Google Analytics is the industry standard for tracking website visitors and their behaviors. Even out-of-the-box, it provides deep insight into how people use your website. For SaaS businesses however, additional customization is necessary to get a complete view of how visitors interact with your website.
Google Analytics’ Segments feature allows marketers to granularly slice their website visitors into specific groups. With access to demographic as well as behavioral data for use in your filters, segments are a key tool for tracking differences in user behavior based on specific criteria, as well as split traffic out to ensure you optimize for the right audience. These 5 segments are a good start for any SaaS business looking to utilize Google Analytics to its full potential. The actual implementation of these segments will vary based on how your website and pages are set up, so make sure you pull in an analytics expert if you need implementation help.
1. Logged In Users
One of the most common, if not the most common, visitor intent when visiting a SaaS website is to simply login. These visitors have one specific purpose in mind, and so do not tend to linger on your website once they’ve found the login button. Unlike your other visitors, these visitors already have experience with your product, and so the conversion goal for these users will differ from your other visitors.
By creating a separate segment for login traffic, you can easily exclude these visitors from certain reports, like top-funnel conversion reports.
There are a few ways to define this segment, including:
- All visitors to a login page
- Visitors who complete a custom login event
- Visitors with a specific custom dimension
2. Paying Customers
If your segment does not have a free plan or a free trial, this segment will be almost exactly like the Logged In Users segment. If not, this segment is useful for tracking the behavior of your most important visitors: those who actively pay for your product. This segment is crucial for understanding your customers and ensuring they have an optimal user experience on your site. For example, with this segment, you can track how many 404 Page Not Found errors your customers experience, as well as see which support articles they are reading.
The ideal way to implement this segment is with a Custom Dimension that pulls in the name of the subscription plan a user is in, for example “Free Plan” or “Enterprise Plan”. Then you can simply define the segment as users where Plan is not blank and is not equal to “Free Plan”.
3. Referral Traffic
Does your product have a referral mechanism where users can invite others into your product? If so, it’s critical that you be able to track traffic from this referral mechanism to track conversions from referrals as well as ensure an optimal initial experience.
This segment is easily implemented if you use UTM parameters to track referrals. In this case, you can simple define your segment as any user where their Traffic Source/Medium matches your referral parameters. Alternatively, you can define this segment as any user who landed on a specific page that signals they were referred to your product, such as an “Invite Accepted” page.
4. Named Accounts
One of Google Analytics most underutilized data points is the Network Domain. This dimension identifies the company managing a specific user’s network. Most of the time, this is a network provider such as Xfinity. However, many businesses manage their own networks, so a user’s Network Domain can be used to identify which company they work for, giving you a list of named accounts visiting your website for future sales targeting.
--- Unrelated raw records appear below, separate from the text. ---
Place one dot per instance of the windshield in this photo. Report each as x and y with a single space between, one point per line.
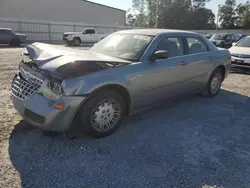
123 45
218 37
244 42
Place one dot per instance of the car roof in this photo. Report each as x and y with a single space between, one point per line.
154 32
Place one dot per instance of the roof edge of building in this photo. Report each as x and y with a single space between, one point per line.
104 5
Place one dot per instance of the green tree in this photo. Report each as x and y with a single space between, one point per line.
140 18
243 13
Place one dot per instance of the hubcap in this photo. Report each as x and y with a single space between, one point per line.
215 83
105 115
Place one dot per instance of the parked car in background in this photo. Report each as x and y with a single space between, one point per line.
8 36
223 40
89 35
239 37
240 53
122 74
209 35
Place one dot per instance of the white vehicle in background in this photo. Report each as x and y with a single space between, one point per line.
240 53
88 35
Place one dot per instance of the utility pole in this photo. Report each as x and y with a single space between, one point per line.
217 17
156 13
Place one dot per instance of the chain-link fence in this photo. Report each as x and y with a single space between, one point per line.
51 32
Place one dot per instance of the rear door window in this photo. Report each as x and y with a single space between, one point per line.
196 45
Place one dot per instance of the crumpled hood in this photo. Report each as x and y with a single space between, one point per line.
240 50
68 62
216 41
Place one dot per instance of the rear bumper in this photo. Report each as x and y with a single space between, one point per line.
40 112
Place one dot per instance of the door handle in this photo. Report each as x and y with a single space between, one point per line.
183 63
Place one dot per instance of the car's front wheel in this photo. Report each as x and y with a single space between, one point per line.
214 83
101 115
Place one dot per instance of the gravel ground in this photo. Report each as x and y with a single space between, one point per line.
188 143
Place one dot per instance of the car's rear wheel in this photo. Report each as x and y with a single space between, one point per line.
214 83
77 41
101 115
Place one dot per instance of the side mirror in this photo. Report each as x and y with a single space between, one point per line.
160 54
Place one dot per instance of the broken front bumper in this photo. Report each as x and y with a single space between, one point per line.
41 112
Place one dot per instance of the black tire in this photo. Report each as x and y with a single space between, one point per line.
212 89
85 117
77 41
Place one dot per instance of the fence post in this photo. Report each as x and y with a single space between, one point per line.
49 32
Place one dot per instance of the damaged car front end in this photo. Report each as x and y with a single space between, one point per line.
46 91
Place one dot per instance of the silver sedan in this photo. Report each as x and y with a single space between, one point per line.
91 91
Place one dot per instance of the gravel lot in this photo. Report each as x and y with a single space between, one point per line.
189 143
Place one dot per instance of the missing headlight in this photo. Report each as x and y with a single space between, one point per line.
55 87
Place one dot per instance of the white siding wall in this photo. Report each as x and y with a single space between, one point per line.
62 10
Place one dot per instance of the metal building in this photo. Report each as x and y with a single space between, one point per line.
77 11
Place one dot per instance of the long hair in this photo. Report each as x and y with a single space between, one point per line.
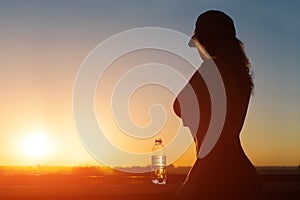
230 50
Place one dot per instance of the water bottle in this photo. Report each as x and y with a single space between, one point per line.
158 163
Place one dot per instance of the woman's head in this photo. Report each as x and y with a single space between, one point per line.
216 34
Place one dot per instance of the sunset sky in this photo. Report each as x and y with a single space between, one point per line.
43 44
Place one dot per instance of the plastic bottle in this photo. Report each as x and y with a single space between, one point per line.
158 163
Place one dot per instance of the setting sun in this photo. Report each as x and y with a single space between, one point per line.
37 145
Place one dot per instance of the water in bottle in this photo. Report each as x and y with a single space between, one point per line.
158 163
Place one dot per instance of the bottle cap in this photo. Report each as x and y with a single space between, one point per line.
158 140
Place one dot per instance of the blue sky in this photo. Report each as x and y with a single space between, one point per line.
44 42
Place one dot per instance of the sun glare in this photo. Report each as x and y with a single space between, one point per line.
37 145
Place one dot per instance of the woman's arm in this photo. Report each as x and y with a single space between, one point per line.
192 100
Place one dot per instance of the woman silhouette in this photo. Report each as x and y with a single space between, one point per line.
225 172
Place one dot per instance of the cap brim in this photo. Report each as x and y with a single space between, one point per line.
192 42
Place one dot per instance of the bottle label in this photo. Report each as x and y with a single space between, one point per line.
159 161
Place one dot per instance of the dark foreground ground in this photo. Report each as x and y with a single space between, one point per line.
132 187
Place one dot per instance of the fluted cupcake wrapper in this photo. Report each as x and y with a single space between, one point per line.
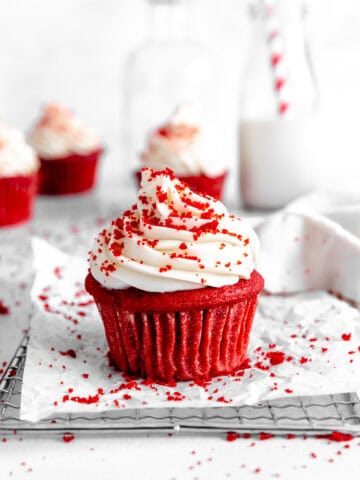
17 199
69 175
183 345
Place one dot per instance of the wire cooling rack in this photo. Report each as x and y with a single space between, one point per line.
298 415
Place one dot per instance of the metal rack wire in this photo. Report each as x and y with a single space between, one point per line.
297 415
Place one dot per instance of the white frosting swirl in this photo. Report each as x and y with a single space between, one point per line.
16 157
173 239
180 144
59 133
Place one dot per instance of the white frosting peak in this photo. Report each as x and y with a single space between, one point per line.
184 146
173 239
16 157
59 133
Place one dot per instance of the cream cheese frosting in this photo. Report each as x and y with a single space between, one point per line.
16 157
59 133
184 146
173 239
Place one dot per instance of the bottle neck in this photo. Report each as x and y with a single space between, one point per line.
169 21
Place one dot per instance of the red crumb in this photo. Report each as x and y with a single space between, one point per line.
69 353
57 272
3 309
337 437
275 357
68 438
265 436
232 436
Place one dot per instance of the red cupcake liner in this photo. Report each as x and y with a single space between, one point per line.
213 186
17 198
67 175
186 344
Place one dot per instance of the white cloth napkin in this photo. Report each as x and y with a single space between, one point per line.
313 244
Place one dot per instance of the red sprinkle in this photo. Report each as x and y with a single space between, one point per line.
3 309
232 436
337 437
69 353
265 436
275 357
346 337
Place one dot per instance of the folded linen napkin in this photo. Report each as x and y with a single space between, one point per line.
314 243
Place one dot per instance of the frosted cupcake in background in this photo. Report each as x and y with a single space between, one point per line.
69 152
192 152
19 167
175 283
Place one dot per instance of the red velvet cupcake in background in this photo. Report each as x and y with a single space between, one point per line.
191 151
175 285
19 167
69 152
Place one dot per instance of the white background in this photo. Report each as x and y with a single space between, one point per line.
73 51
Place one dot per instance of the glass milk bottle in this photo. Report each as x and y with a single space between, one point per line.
169 69
278 120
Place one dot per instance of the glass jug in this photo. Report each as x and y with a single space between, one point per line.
169 69
279 102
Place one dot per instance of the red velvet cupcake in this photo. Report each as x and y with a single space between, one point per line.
190 151
18 178
69 152
175 285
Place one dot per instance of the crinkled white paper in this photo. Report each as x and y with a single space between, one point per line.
304 344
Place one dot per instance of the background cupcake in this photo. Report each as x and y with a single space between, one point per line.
174 282
18 177
192 152
68 150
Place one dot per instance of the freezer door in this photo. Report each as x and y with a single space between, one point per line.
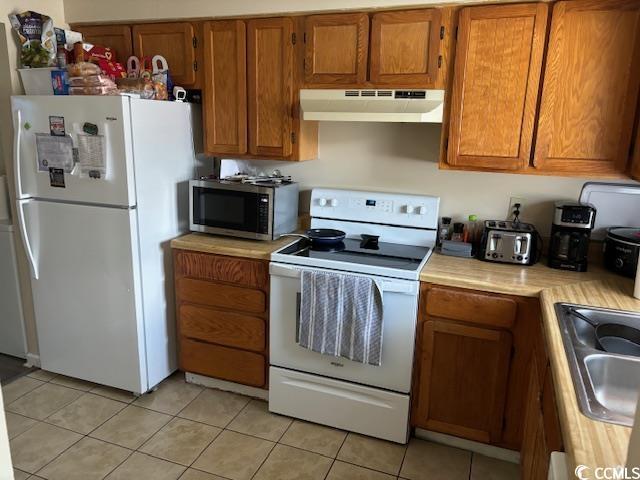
87 304
35 117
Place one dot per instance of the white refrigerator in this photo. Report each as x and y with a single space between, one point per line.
102 187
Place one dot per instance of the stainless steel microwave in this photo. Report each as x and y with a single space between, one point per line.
260 212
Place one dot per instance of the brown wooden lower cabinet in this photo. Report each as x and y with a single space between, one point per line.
474 352
542 427
225 363
222 315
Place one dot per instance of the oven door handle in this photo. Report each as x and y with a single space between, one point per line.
385 285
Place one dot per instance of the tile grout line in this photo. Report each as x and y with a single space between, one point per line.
404 455
336 457
222 429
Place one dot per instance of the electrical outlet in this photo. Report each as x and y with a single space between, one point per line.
512 207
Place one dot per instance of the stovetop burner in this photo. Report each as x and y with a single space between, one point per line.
366 251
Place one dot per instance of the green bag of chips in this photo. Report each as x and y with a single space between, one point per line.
37 39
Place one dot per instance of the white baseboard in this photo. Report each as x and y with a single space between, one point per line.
477 447
226 386
32 360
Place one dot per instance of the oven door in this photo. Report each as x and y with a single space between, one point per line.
239 211
400 305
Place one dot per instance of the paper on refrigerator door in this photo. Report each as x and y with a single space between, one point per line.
54 152
91 156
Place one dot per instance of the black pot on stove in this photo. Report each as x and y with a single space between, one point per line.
621 250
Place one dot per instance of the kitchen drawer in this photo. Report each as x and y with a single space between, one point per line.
224 328
221 295
470 307
221 362
251 273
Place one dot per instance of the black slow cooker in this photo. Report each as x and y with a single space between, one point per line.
621 250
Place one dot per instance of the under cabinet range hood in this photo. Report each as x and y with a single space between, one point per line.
371 105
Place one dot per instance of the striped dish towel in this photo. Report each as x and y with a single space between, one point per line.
341 315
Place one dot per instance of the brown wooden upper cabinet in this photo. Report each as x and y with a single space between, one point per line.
225 95
336 48
117 37
590 88
404 47
177 42
495 86
270 78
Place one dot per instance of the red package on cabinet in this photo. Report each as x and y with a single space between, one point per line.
87 52
112 69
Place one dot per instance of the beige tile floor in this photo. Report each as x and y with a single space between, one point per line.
66 429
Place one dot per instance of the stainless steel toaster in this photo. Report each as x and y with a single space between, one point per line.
509 242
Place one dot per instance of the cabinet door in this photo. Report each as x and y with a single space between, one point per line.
117 37
336 48
404 48
532 424
225 90
463 380
591 82
270 61
495 87
174 41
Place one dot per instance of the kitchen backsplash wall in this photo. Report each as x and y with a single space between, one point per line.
404 158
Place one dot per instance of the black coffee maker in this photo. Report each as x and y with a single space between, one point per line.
570 234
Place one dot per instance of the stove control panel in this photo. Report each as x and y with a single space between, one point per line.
385 208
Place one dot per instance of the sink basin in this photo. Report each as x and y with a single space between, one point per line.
607 385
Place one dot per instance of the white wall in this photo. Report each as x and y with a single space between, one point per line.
6 470
10 85
125 10
401 157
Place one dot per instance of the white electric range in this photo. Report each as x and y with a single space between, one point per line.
335 391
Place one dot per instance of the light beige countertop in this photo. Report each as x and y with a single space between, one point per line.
587 441
234 247
502 278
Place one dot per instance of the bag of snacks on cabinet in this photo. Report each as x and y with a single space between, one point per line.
160 77
37 39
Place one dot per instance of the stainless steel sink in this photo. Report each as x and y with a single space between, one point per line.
607 384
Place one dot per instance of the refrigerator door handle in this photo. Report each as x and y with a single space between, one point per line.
25 237
17 138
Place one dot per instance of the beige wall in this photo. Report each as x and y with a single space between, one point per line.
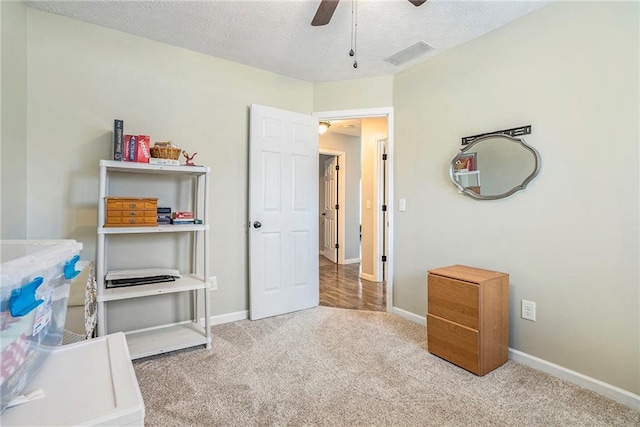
358 93
82 76
570 241
13 131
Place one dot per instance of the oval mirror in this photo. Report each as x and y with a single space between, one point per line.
494 166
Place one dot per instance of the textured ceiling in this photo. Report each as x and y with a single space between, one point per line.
277 35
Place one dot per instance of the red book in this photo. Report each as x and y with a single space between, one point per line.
131 150
182 215
143 154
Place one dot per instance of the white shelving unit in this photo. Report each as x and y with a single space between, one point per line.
164 338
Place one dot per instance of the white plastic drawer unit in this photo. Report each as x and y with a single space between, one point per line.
35 279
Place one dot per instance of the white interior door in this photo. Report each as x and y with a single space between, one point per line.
283 206
329 213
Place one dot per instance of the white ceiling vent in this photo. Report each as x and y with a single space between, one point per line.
409 54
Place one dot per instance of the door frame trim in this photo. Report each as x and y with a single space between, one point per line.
368 113
342 161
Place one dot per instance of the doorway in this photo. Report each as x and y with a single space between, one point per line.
374 200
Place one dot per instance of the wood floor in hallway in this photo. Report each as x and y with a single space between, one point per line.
341 286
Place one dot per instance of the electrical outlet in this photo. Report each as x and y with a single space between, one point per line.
528 310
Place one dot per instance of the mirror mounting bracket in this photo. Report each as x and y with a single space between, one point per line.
519 131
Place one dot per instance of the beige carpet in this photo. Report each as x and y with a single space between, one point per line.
335 367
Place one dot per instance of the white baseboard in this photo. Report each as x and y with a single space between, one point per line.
607 390
612 392
409 316
221 319
368 277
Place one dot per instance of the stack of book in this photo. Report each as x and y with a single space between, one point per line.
164 216
130 148
182 218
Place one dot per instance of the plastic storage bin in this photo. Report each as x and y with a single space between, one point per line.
35 279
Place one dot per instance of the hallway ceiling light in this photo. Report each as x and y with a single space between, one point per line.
323 127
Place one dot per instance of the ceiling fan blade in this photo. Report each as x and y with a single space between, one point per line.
324 12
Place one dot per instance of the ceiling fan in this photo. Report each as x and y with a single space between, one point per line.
327 7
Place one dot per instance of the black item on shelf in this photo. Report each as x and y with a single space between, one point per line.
139 281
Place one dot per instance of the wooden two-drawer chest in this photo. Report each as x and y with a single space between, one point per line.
468 317
131 212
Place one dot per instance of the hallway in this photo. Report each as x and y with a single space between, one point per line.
341 287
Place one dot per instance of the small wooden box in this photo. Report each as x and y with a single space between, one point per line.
131 212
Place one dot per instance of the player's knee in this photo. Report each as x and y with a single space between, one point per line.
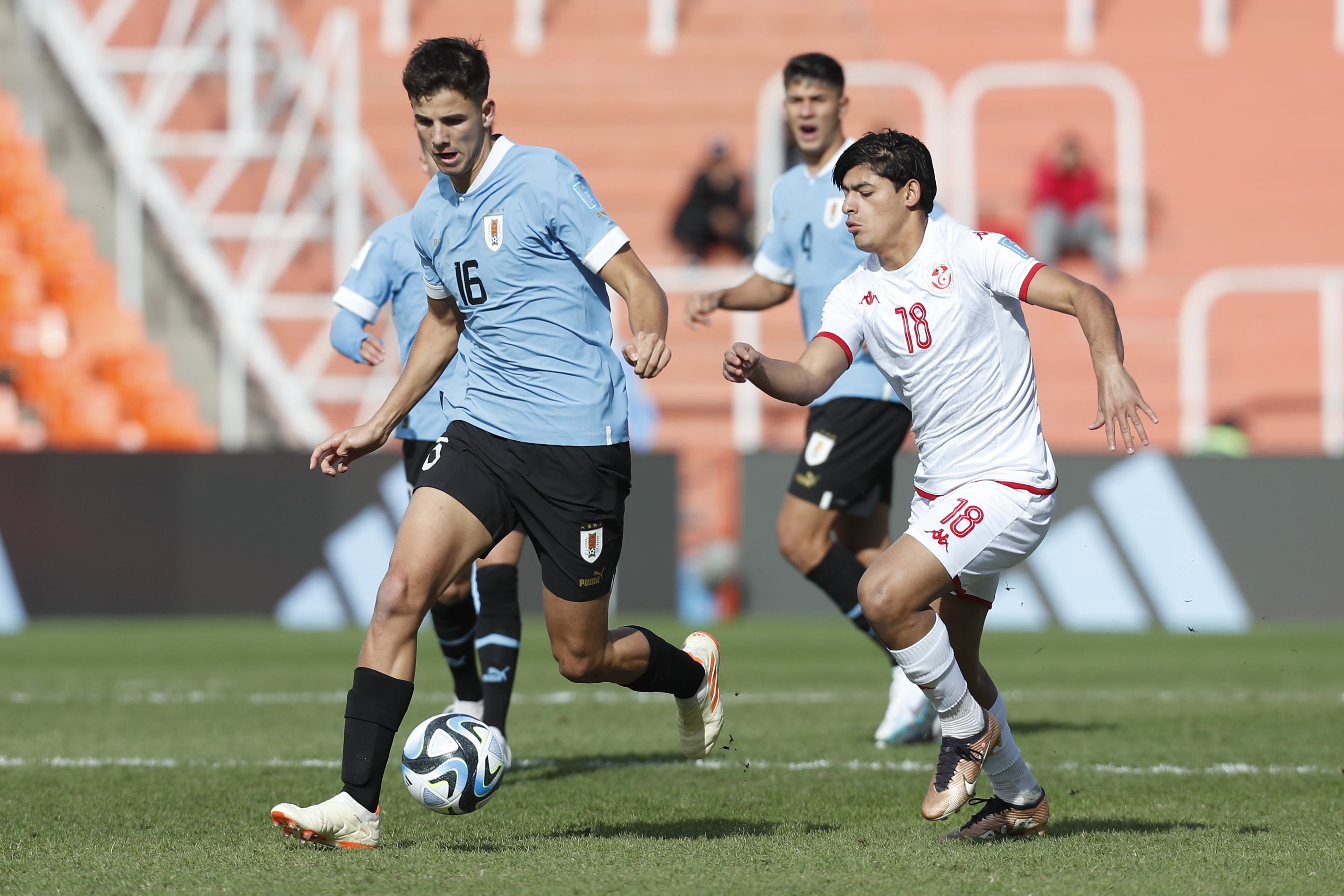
578 665
396 598
881 594
799 546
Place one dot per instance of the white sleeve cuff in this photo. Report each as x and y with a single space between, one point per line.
605 249
436 291
772 272
357 304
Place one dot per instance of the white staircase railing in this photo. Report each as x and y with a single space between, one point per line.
1195 308
288 176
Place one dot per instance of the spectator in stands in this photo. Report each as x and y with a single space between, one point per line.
714 213
1066 216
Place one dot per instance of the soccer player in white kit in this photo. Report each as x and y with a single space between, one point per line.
939 308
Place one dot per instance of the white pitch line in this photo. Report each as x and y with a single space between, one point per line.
709 765
604 696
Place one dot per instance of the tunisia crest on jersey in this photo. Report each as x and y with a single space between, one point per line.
591 545
494 231
941 279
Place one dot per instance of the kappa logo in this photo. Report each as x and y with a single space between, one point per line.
941 279
437 452
494 226
819 448
832 214
591 543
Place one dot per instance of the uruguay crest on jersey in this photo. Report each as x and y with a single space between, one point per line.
591 545
494 226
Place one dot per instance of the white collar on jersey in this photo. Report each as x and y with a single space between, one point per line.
831 163
492 162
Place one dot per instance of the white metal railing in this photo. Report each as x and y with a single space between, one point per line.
1131 191
529 26
1080 26
291 113
1216 26
1328 283
880 73
663 26
394 26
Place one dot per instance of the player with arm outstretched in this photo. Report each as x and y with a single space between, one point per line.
516 254
834 520
388 272
939 308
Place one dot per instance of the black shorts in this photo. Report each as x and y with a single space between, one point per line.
413 457
847 461
570 500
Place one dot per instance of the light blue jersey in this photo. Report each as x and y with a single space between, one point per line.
388 269
810 248
519 253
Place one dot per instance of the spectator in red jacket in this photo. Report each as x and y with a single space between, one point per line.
1066 217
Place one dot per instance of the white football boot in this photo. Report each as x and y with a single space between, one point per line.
910 717
700 719
509 751
339 823
475 709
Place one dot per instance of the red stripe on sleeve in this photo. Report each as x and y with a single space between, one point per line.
1022 293
839 342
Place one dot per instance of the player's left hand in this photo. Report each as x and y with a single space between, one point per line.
339 452
1119 403
648 355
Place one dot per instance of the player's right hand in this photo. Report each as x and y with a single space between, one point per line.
740 363
371 350
339 452
701 306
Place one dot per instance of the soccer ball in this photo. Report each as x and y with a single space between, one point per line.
452 764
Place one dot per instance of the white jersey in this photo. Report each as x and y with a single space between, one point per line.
948 332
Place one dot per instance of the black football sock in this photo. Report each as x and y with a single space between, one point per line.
374 710
838 575
498 631
670 671
455 624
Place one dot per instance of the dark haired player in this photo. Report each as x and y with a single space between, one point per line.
388 272
518 256
834 520
939 308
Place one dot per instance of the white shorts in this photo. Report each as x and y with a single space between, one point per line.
979 531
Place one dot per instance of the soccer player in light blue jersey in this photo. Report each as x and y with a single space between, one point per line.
388 270
518 256
834 520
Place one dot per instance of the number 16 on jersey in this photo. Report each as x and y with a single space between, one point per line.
468 287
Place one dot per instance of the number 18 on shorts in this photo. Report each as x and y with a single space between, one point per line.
982 530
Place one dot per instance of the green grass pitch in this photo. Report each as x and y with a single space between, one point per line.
146 755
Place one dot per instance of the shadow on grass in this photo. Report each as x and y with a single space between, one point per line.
689 829
1046 726
558 769
1078 827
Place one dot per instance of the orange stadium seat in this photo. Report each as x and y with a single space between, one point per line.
71 354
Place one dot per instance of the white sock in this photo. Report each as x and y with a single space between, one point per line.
1007 770
931 664
906 691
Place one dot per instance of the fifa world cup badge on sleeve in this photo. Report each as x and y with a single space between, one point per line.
834 213
591 543
494 231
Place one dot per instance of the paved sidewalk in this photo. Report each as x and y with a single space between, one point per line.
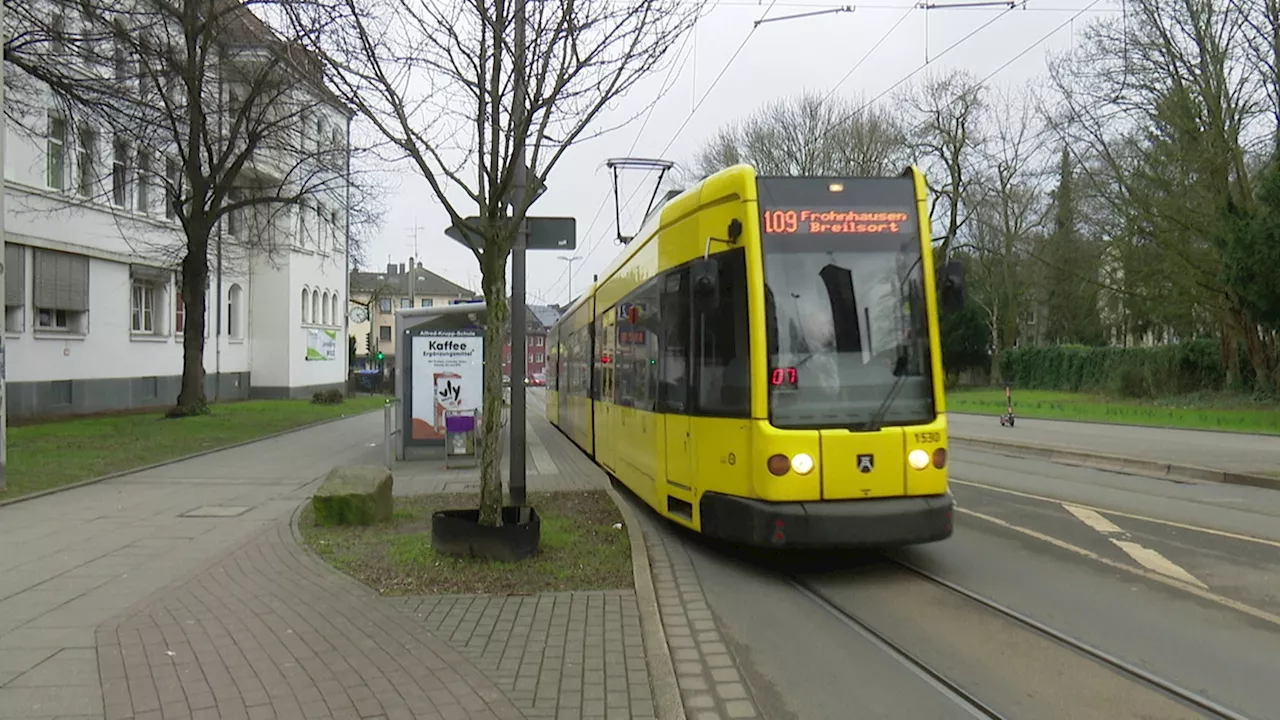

For this filter, we want to define our criteria as any user where Network Domain is not blank and also does not contain the words “network”, “communications”, “cable”, “wireless”, and other terms that denote a telecommunications company. Then you can add an additional layer to specifically identify named accounts that have not yet converted by adding a negative filter for Goal Conversion Rate.
5. Price-conscious Visitors
When looking at a heatmap of the most popular pages on a SaaS company’s website, the pricing page is often without fail among the top of the list, making this one of the most important pages on your website. This segment will help you identify price-conscious users who left upon visiting your pricing page. With this segment, you can start to identify patterns among these visitors. Is there one traffic source that is overrepresented? Or a specific landing page that's delivering price-conscious visitors?
To implement this segment, simply define your criteria as any user where their exit page is your pricing page, i.e “/pricing”.